Mai come in queste settimane l’Italia ha mostrato due volti. Da una parte quello di una popolazione che si riconosce sempre più nella causa palestinese, capace di riempire strade e piazze con una forza che non si vedeva da anni. Dall’altro, quello di un governo che parla con più voci, oscillando tra il sostegno incondizionato a Israele e la preoccupazione di non apparire complice di un genocidio. 
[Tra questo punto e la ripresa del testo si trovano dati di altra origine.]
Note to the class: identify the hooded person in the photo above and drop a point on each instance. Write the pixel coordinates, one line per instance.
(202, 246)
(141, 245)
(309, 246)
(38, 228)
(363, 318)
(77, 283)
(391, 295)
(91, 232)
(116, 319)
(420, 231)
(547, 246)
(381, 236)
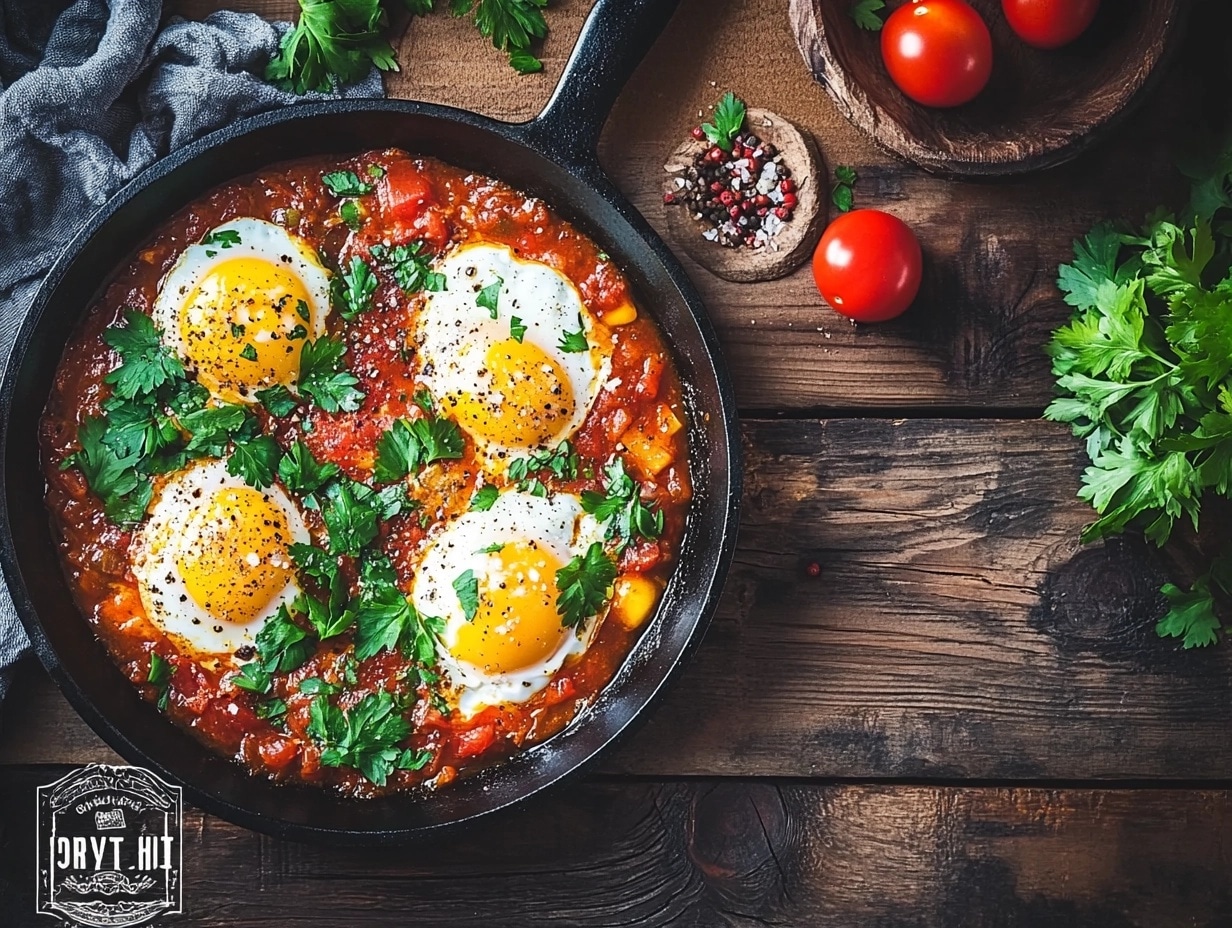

Lo sciopero generale del 3 ottobre denunciava la complicità italiana con i crimini israeliani in corso e la solidarietà con la Global Sumud Flotilla, la missione umanitaria fermata dalle autorità israeliane mentre tentava di portare aiuti a Gaza. Le adesioni hanno superato le aspettative, paralizzando in parte trasporti, scuole e servizi in tutta Italia. Non si trattava solo di rivendicazioni sindacali ma era un gesto politico, netto, che rimetteva al centro la questione morale del conflitto e la responsabilità del nostro Paese.

 

Il giorno dopo, Roma è diventata il baricentro simbolico di questa spaccatura. Al corteo per Gaza del 4 ottobre centinaia di migliaia di persone sono scese in piazza unite: una fiumana compatta da piazzale Ostiense a San Giovanni, bandiere palestinesi, cartelli, studenti, famiglie, comunità arabe e associazioni cattoliche. Tutti con lo stesso messaggio: gli italiani non vogliono essere complici del genocidio che Israele sta perpetrando.

 

Mentre le piazze si riempivano, il governo cercava una linea che non ha ancora trovato. Matteo Salvini, a una giornalista israeliana, ha dichiarato: “L’Italia è uno dei pochi paesi che non si è mai allineata al politicamente corretto antiebraico e antisraeliano “. E ancora: “Molta di questa gente che sta protestando e sta bloccando le strade, interrompendo le lezioni nell’università, non penso che sappia per cosa lo sta facendo perché il terrorismo islamico è il principale problema al mondo”. Affermazioni aberranti da parte di una delle più alte cariche dello Stato italiano.

 

Antonio Tajani, ministro degli Esteri, cosciente dell’ambiguità della posizione del Governo ha cercato di rassicurare i suoi elettori dicendo che l’Italia non è complice del Genocidio in atto, ma le sue parole si scontrano con le azioni del Governo di cui egli stesso è Ministro. Le parole dei due ministri, opposte nei toni, ma ugualmente condizionate da un’alleanza politica subalterna a Washington e a Tel Aviv, rivelano un esecutivo confuso e fratturato, prigioniero del proprio paradosso diplomatico.

 

Intanto, i membri italiani della Flotilla cominciano a rientrare in patria. Ventisei sono stati rimpatriati dopo aver firmato il foglio di via imposto da Israele; altri restano trattenuti illegalmente, e dalle testimonianze dei primi rientrati emergono accuse di maltrattamenti e violenze durante la detenzione. La Farnesina, pur intervenendo per garantire assistenza, non ha ancora chiarito i contorni di quanto accaduto.

 

Quella appena trascorsa è stata una settimana concitata e piena di avvenimenti importanti. L’Italia si è posta al centro dell’Europa per quanto riguarda il dissenso e le manifestazioni pro-Palestina, riscoprendo dopo anni un senso di comunità popolare, capace di mobilitare intere città grazie ai valori di solidarietà e umanità che, diversamente da come vogliono farci pensare, non abbiamo ancora perso del tutto.